Nach der Schulung ist das FACET-Tool in der Lage, komplexe Fragen zu beantworten. Wenn die Person beispielsweise als männlich erkannt wird, können Skateboarder sowie helle oder dunkle Haut
weiter identifiziert werden
Meta verwendet FACET, um das vom Unternehmen entwickelte Modell DINOv2 und SEERv2 sowie das OpenCLIP-Modell von OpenAI zu bewerten. Insgesamt schneidet OpenCLIP in Bezug auf Geschlecht besser ab, während DINOv eine bessere Leistung bei der Beurteilung von Alter und Hautfarbe aufweist.

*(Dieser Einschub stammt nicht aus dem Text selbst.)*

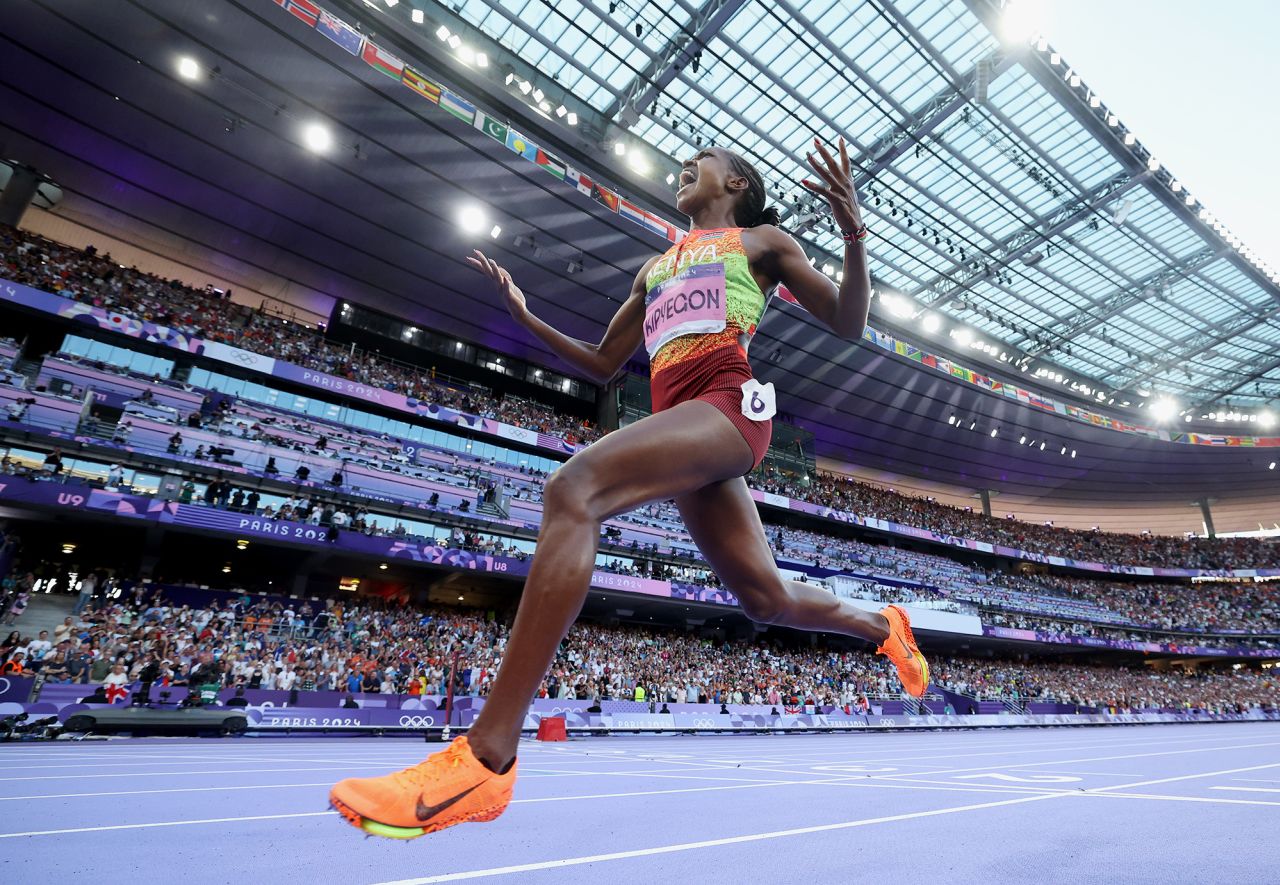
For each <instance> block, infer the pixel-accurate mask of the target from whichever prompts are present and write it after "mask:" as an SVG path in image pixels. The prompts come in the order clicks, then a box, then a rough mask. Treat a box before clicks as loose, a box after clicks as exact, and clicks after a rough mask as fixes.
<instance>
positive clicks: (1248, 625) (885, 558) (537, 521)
mask: <svg viewBox="0 0 1280 885" xmlns="http://www.w3.org/2000/svg"><path fill="white" fill-rule="evenodd" d="M68 341H69V342H72V343H70V346H79V345H82V343H84V345H87V343H91V342H86V341H84V339H77V338H69V339H68ZM37 378H38V379H42V380H45V382H47V383H54V382H61V383H64V384H67V386H70V387H69V392H70V393H72V396H69V397H67V398H61V400H59V398H58V397H50V396H49V394H45V393H41V394H37V396H38V398H40V400H41V401H45V400H47V401H50V402H52V403H55V405H56V403H59V402H60V403H63V405H64V406H65V410H64V411H63V412H52V411H51V410H50V414H52V419H50V416H49V414H46V415H44V420H42V424H45V425H46V426H54V428H59V426H60V428H61V429H63V430H64V432H65V433H67V435H70V434H72V433H76V434H77V435H78V437H79V438H81V439H82V441H83V439H86V437H84V430H83V428H79V426H78V425H79V421H78V418H79V412H81V406H82V401H83V398H84V389H90V388H91V389H96V391H101V392H106V393H115V394H116V396H118V397H122V398H123V397H132V398H129V400H125V401H124V402H123V407H124V410H125V411H124V416H123V418H122V420H120V421H119V423H118V424H116V425H114V426H111V428H106V429H105V430H104V429H100V430H99V432H100V434H101V437H100V441H101V444H102V446H109V444H116V446H120V447H124V448H125V450H127V451H132V452H134V453H142V452H147V453H155V455H161V453H163V456H164V457H166V459H172V460H173V461H175V462H178V464H180V466H182V467H183V469H184V470H187V471H189V475H191V478H192V480H191V482H188V483H187V484H186V487H184V488H183V491H182V493H180V496H179V501H180V502H183V503H191V502H193V501H202V502H205V503H207V505H210V506H214V507H220V508H227V510H230V511H234V512H241V514H252V515H255V516H261V517H265V519H269V520H283V521H298V523H303V524H308V525H320V526H324V528H328V526H329V525H335V526H340V528H343V529H348V530H355V532H358V533H362V534H366V535H376V537H388V538H402V539H416V540H425V542H428V543H433V542H434V543H436V544H438V546H439V547H443V548H471V549H475V551H477V552H481V553H485V555H495V556H503V555H509V556H517V557H525V556H527V555H529V553H531V552H532V551H534V548H535V547H534V543H532V538H534V537H535V535H536V529H538V525H539V524H540V519H541V507H540V499H541V485H543V480H544V475H545V469H548V467H552V466H553V465H554V462H553V461H549V460H547V459H538V462H539V464H538V466H532V467H530V466H525V465H518V466H517V465H515V464H502V465H499V464H498V462H497V461H498V456H500V457H503V459H513V457H521V455H520V453H513V452H511V451H495V455H490V456H488V457H481V459H477V457H475V456H472V455H471V453H468V451H466V450H468V448H470V447H471V444H472V443H471V442H470V441H466V439H463V438H461V437H451V434H440V437H439V438H436V439H438V442H439V443H442V446H439V447H433V446H429V444H422V446H417V447H415V448H413V450H412V451H408V452H407V451H406V448H404V447H403V444H402V443H401V442H399V441H396V439H393V438H389V437H387V435H385V434H379V433H371V432H369V430H366V429H364V428H362V426H360V425H358V424H342V423H337V421H329V420H324V419H316V418H310V416H306V415H300V414H297V412H291V411H287V410H284V409H282V407H278V406H264V405H259V403H253V402H250V401H246V400H234V398H232V397H228V396H224V394H214V393H209V394H207V396H202V394H201V393H202V392H200V391H192V389H189V388H179V387H174V386H170V384H164V383H157V382H154V380H143V379H134V378H131V377H129V375H128V374H125V373H123V371H122V370H119V369H116V370H115V373H108V371H104V370H101V369H96V368H93V366H90V365H87V364H84V362H83V361H76V360H61V359H47V360H45V361H44V364H42V366H41V368H40V371H38V374H37ZM82 387H83V388H84V389H81V388H82ZM122 391H123V392H122ZM4 393H5V391H4V389H3V388H0V397H3V396H4ZM188 409H189V410H191V411H188V412H187V416H186V420H184V421H183V423H182V425H177V424H174V420H177V419H178V418H179V416H180V415H182V414H183V411H186V410H188ZM147 414H151V415H152V416H151V418H147V416H146V415H147ZM58 415H64V416H65V418H64V419H63V420H61V423H59V419H58ZM28 418H29V416H28V415H23V416H22V419H23V421H27V419H28ZM163 419H169V420H163ZM24 425H26V424H24ZM26 426H29V425H26ZM108 437H110V438H108ZM50 442H56V439H54V441H50ZM451 448H452V450H453V451H449V450H451ZM215 450H223V451H225V452H229V453H232V455H234V459H236V460H234V462H233V464H234V467H236V473H238V474H239V475H237V476H236V484H237V487H243V488H236V489H233V488H232V485H230V483H224V482H221V480H219V479H212V475H214V474H218V475H221V471H224V470H230V469H232V466H233V464H229V462H227V461H223V460H221V457H220V456H219V457H218V460H215V459H214V455H212V453H214V451H215ZM524 457H525V459H527V457H530V456H524ZM4 464H5V471H10V470H26V471H29V473H32V474H35V475H41V474H42V473H44V471H45V469H46V467H47V459H46V457H45V453H44V452H32V451H31V450H26V448H22V447H19V448H14V450H12V451H10V452H9V453H8V455H6V456H5V460H4ZM150 469H151V470H154V467H150ZM302 470H307V471H308V475H310V474H311V473H314V474H315V480H314V482H312V480H310V479H308V480H307V482H306V483H300V484H298V487H297V491H287V488H285V487H283V485H276V487H275V488H274V489H273V488H266V487H262V488H257V485H261V482H262V480H273V479H278V478H280V476H282V475H283V476H285V478H289V476H292V478H294V479H296V478H297V475H298V474H300V471H302ZM69 473H73V474H77V475H79V476H88V478H97V479H100V480H106V482H110V484H111V485H113V487H123V488H127V489H129V488H132V491H146V488H147V487H148V480H145V479H143V478H142V474H145V473H147V471H146V470H143V471H134V470H131V471H129V473H128V474H124V473H123V470H122V473H120V475H119V476H116V478H115V479H111V476H110V475H109V470H108V462H106V461H97V462H95V461H93V460H92V459H81V460H79V461H78V462H77V464H76V465H73V466H72V467H70V469H69ZM246 474H247V475H246ZM335 474H337V475H335ZM201 476H204V478H201ZM251 476H253V479H251ZM211 479H212V482H210V480H211ZM197 483H198V487H197ZM251 483H253V484H255V485H251ZM486 487H497V488H500V489H502V492H503V494H504V496H506V497H508V498H509V512H508V515H507V517H503V519H497V517H489V516H485V515H484V514H476V512H474V511H471V507H470V505H471V502H472V501H475V499H476V494H477V492H480V491H483V489H485V488H486ZM389 503H394V505H396V506H394V507H392V506H388V505H389ZM406 503H412V505H415V506H416V507H417V508H419V510H420V517H419V519H415V517H413V516H412V514H406V511H404V508H403V505H406ZM392 514H394V515H392ZM463 514H465V515H466V516H467V519H468V520H471V521H472V524H471V525H465V524H458V523H456V521H454V523H453V524H451V517H458V516H460V515H463ZM767 515H768V511H767ZM479 519H484V520H488V521H484V523H479V525H476V524H475V523H476V520H479ZM835 528H836V524H832V529H835ZM847 530H849V529H847V528H846V529H845V532H847ZM768 533H769V537H771V540H772V543H773V548H774V551H776V553H777V556H778V560H780V564H782V565H783V566H785V567H788V569H794V570H796V572H797V574H808V575H809V576H812V578H813V579H815V580H820V579H823V578H831V576H832V575H845V576H847V578H849V579H850V587H851V588H854V589H856V592H858V593H859V594H860V596H861V597H863V598H870V599H878V601H905V602H916V603H919V605H924V606H927V607H932V608H937V610H945V611H966V612H978V613H980V616H982V617H983V621H984V622H986V624H988V625H991V626H993V628H1010V629H1015V630H1029V631H1034V633H1037V634H1039V637H1041V638H1043V637H1048V638H1050V639H1048V640H1050V642H1052V640H1055V639H1057V638H1062V637H1089V638H1096V639H1107V640H1119V642H1134V640H1151V639H1153V638H1158V640H1160V642H1162V643H1165V644H1167V645H1170V647H1176V645H1183V644H1187V637H1185V635H1183V637H1179V635H1175V634H1176V633H1183V634H1185V633H1193V634H1194V633H1201V634H1211V635H1224V634H1229V633H1233V631H1249V633H1253V634H1267V633H1276V631H1280V602H1277V597H1276V596H1275V594H1274V593H1272V592H1271V590H1270V585H1267V584H1244V585H1206V587H1199V588H1190V587H1188V585H1185V584H1183V585H1172V584H1124V583H1116V581H1098V580H1089V579H1080V578H1068V576H1051V575H1030V576H1015V575H1009V574H1004V572H1002V571H1000V570H995V569H987V567H980V566H975V565H965V564H961V562H957V561H955V560H954V558H948V557H945V556H938V555H932V553H923V552H914V551H905V549H897V548H893V547H887V546H883V544H878V543H868V542H867V540H859V539H854V538H849V537H838V535H837V534H828V533H815V532H806V530H801V529H796V528H788V526H777V525H771V526H768ZM603 540H604V543H605V544H607V546H605V548H604V552H602V555H600V557H599V567H600V570H603V571H609V572H613V574H627V575H635V576H640V578H645V579H658V580H668V581H671V580H678V581H685V583H689V584H692V585H699V587H716V585H717V581H716V579H714V575H713V574H712V572H710V571H709V570H708V569H707V566H705V564H704V562H701V560H700V556H699V555H698V552H696V548H695V547H694V544H692V540H691V538H690V537H689V534H687V532H686V530H685V528H684V525H682V524H681V523H680V517H678V512H677V511H676V510H675V507H673V506H672V505H671V503H662V505H652V506H648V507H645V508H641V510H639V511H634V512H632V514H626V515H622V516H621V517H618V519H616V520H611V521H609V524H607V525H605V534H604V538H603ZM837 589H838V588H837ZM728 598H730V599H731V597H728ZM1010 638H1032V637H1027V635H1019V637H1014V635H1012V634H1010ZM1231 642H1235V643H1239V642H1242V639H1240V638H1239V637H1235V638H1233V639H1231ZM1247 642H1249V643H1251V644H1257V643H1260V642H1261V640H1260V639H1256V638H1254V639H1248V640H1247Z"/></svg>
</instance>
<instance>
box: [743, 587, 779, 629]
mask: <svg viewBox="0 0 1280 885" xmlns="http://www.w3.org/2000/svg"><path fill="white" fill-rule="evenodd" d="M730 589H731V590H732V592H733V596H736V597H737V602H739V605H741V606H742V613H744V615H746V616H748V617H750V619H751V620H753V621H755V622H756V624H778V622H780V621H781V620H782V615H783V612H786V608H787V603H786V596H785V593H783V589H782V583H781V581H774V583H773V584H772V585H754V587H750V588H749V589H748V588H746V587H742V589H739V588H736V587H735V588H730Z"/></svg>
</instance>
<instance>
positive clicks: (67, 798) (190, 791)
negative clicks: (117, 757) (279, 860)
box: [0, 781, 333, 802]
mask: <svg viewBox="0 0 1280 885" xmlns="http://www.w3.org/2000/svg"><path fill="white" fill-rule="evenodd" d="M293 786H333V781H324V783H323V784H253V785H250V786H174V788H172V789H166V790H106V792H102V793H46V794H41V795H0V802H17V800H19V799H83V798H87V797H95V795H151V794H154V793H221V792H224V790H228V792H229V790H285V789H289V788H293Z"/></svg>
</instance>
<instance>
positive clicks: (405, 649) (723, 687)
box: [0, 581, 1277, 712]
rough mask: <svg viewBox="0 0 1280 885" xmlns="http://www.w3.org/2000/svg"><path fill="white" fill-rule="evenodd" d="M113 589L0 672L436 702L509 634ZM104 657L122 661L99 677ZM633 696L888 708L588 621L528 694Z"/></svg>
mask: <svg viewBox="0 0 1280 885" xmlns="http://www.w3.org/2000/svg"><path fill="white" fill-rule="evenodd" d="M113 589H114V588H113ZM119 589H120V590H122V596H120V598H119V601H118V602H113V603H110V605H108V606H105V607H104V608H101V610H99V611H96V612H91V613H90V615H88V616H87V617H86V622H84V624H76V619H72V621H73V622H72V625H69V626H65V628H60V630H61V633H59V634H56V635H54V638H52V639H54V640H55V642H56V645H54V647H46V645H44V644H36V645H32V642H31V640H32V638H31V637H17V635H14V634H9V637H8V638H6V639H5V642H4V643H3V644H0V661H9V660H13V658H14V656H15V652H19V651H23V652H26V653H24V654H23V667H24V669H29V665H28V662H27V661H26V658H29V657H31V656H32V654H33V653H35V654H37V656H40V658H41V660H38V661H37V662H36V663H37V671H38V672H44V674H45V676H46V679H47V680H49V681H52V683H59V681H86V683H102V681H116V683H124V681H129V683H132V681H136V680H137V679H138V675H140V672H141V670H142V667H143V666H146V663H147V662H148V661H151V660H155V661H159V662H161V679H163V680H169V681H170V683H172V684H175V685H187V684H192V685H197V684H198V685H209V684H216V685H227V686H230V685H244V686H247V688H268V689H280V688H283V689H300V690H351V692H361V690H364V692H375V693H384V694H390V693H406V694H407V693H413V694H425V695H439V694H443V693H444V692H445V690H447V681H448V676H447V667H448V666H449V661H451V660H452V656H453V652H456V651H457V652H460V653H461V660H462V661H463V662H465V663H463V669H461V670H460V671H458V674H457V683H456V685H454V688H456V690H457V692H458V693H461V694H471V695H485V694H488V692H489V688H490V685H492V681H493V676H494V672H495V670H497V667H498V663H499V661H500V658H502V654H503V649H504V645H506V640H507V635H508V630H509V624H508V622H507V620H504V619H499V620H489V619H485V617H484V616H481V615H480V613H479V612H472V611H470V610H457V608H439V607H435V608H426V610H421V608H416V607H413V606H411V605H406V602H404V601H394V602H380V601H379V602H374V601H369V599H349V598H348V599H340V601H339V599H326V601H314V602H311V601H296V599H287V598H280V597H261V596H260V597H250V596H246V594H244V593H243V592H236V593H219V592H211V590H201V589H196V588H188V587H164V588H155V587H147V585H142V584H134V583H133V581H120V588H119ZM14 633H17V631H14ZM64 639H65V642H63V640H64ZM116 660H119V661H122V665H123V666H120V667H118V669H116V670H115V671H116V672H118V674H119V675H116V676H113V675H111V672H113V666H111V663H113V661H116ZM415 681H416V683H417V685H416V686H413V685H412V683H415ZM933 681H934V685H937V686H943V688H948V689H951V690H954V692H956V693H957V694H961V695H966V697H969V698H973V699H975V701H978V699H1002V701H1011V702H1015V703H1016V704H1018V706H1019V708H1020V707H1023V706H1024V704H1027V703H1028V702H1059V703H1068V704H1080V706H1084V707H1089V708H1100V707H1102V708H1105V707H1110V708H1114V710H1117V711H1121V710H1152V708H1164V710H1185V708H1198V710H1210V711H1219V712H1222V711H1243V710H1249V708H1272V707H1275V706H1276V701H1277V685H1276V680H1275V678H1274V676H1271V675H1270V671H1257V670H1238V671H1233V670H1224V671H1203V672H1196V674H1188V672H1183V671H1180V670H1169V671H1156V670H1149V669H1146V667H1138V669H1130V667H1117V666H1110V667H1103V666H1093V665H1085V666H1080V665H1062V663H1050V662H1014V661H1005V660H986V661H982V660H975V658H968V657H954V658H937V660H934V662H933ZM637 685H640V686H644V689H645V697H646V698H649V699H653V701H657V702H677V703H680V702H690V703H696V702H704V703H705V702H712V703H732V704H744V703H746V704H774V706H782V704H787V706H791V704H815V706H824V704H831V706H837V707H851V706H858V704H859V702H860V701H863V699H867V698H870V699H882V698H896V697H899V694H897V685H896V679H895V676H893V674H892V672H891V671H890V670H888V669H887V666H886V665H884V662H883V660H882V658H878V657H876V656H873V654H872V653H870V652H868V651H850V648H849V647H847V645H827V644H817V645H808V644H804V645H800V644H794V643H788V642H785V640H782V639H780V638H768V639H767V638H760V639H755V640H754V642H724V640H713V639H707V638H699V637H695V635H689V634H681V633H676V631H669V630H659V629H639V628H634V626H602V625H595V624H589V622H580V624H577V625H575V626H573V628H572V629H571V630H570V634H568V637H567V638H566V640H564V642H563V643H562V644H561V647H559V649H558V652H557V656H556V660H554V662H553V663H552V667H550V671H549V674H548V676H547V679H545V680H544V683H543V685H541V688H540V689H539V692H538V697H550V698H579V699H585V698H631V697H634V690H635V688H636V686H637ZM86 692H87V689H86ZM934 703H937V704H938V707H941V702H934ZM940 712H941V710H940Z"/></svg>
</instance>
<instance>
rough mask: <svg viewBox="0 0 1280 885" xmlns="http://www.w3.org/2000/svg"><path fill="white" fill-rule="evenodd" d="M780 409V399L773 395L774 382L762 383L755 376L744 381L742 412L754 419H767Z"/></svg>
mask: <svg viewBox="0 0 1280 885" xmlns="http://www.w3.org/2000/svg"><path fill="white" fill-rule="evenodd" d="M777 411H778V401H777V398H776V397H774V396H773V382H769V383H768V384H762V383H760V382H758V380H755V379H754V378H751V379H749V380H745V382H742V414H744V415H746V416H748V418H750V419H751V420H753V421H767V420H769V419H771V418H773V416H774V415H776V414H777Z"/></svg>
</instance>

Open Sourcing FACET wird Forschern dabei helfen, ein ähnliches Benchmarking durchzuführen, um Verzerrungen in ihren eigenen Modellen zu verstehen und die Auswirkungen von Abhilfemaßnahmen zur Lösung von Gerechtigkeitsproblemen zu überwachen. IT House fügt hier die Adresse der Meta-Pressemitteilung bei, und interessierte Benutzer können sie ausführlich lesen. Das Open-Source-Angebot FACET wird Forschern dabei helfen, ähnliche Benchmarks durchzuführen, um die in ihren Modellen vorhandene Verzerrung zu verstehen und die Auswirkungen der Einführung fairer Lösungsmaßnahmen zu überwachen. Einen Link zur Pressemitteilung von Meta stellt IT House hier zur Verfügung. Interessierte Benutzer können diese ausführlich lesen
Das obige ist der detaillierte Inhalt vonMetas Open-Source-FACET-Tool zur Bewertung rassistischer und geschlechtsspezifischer Vorurteile in KI-Modellen. Für weitere Informationen folgen Sie bitte anderen verwandten Artikeln auf der PHP chinesischen Website!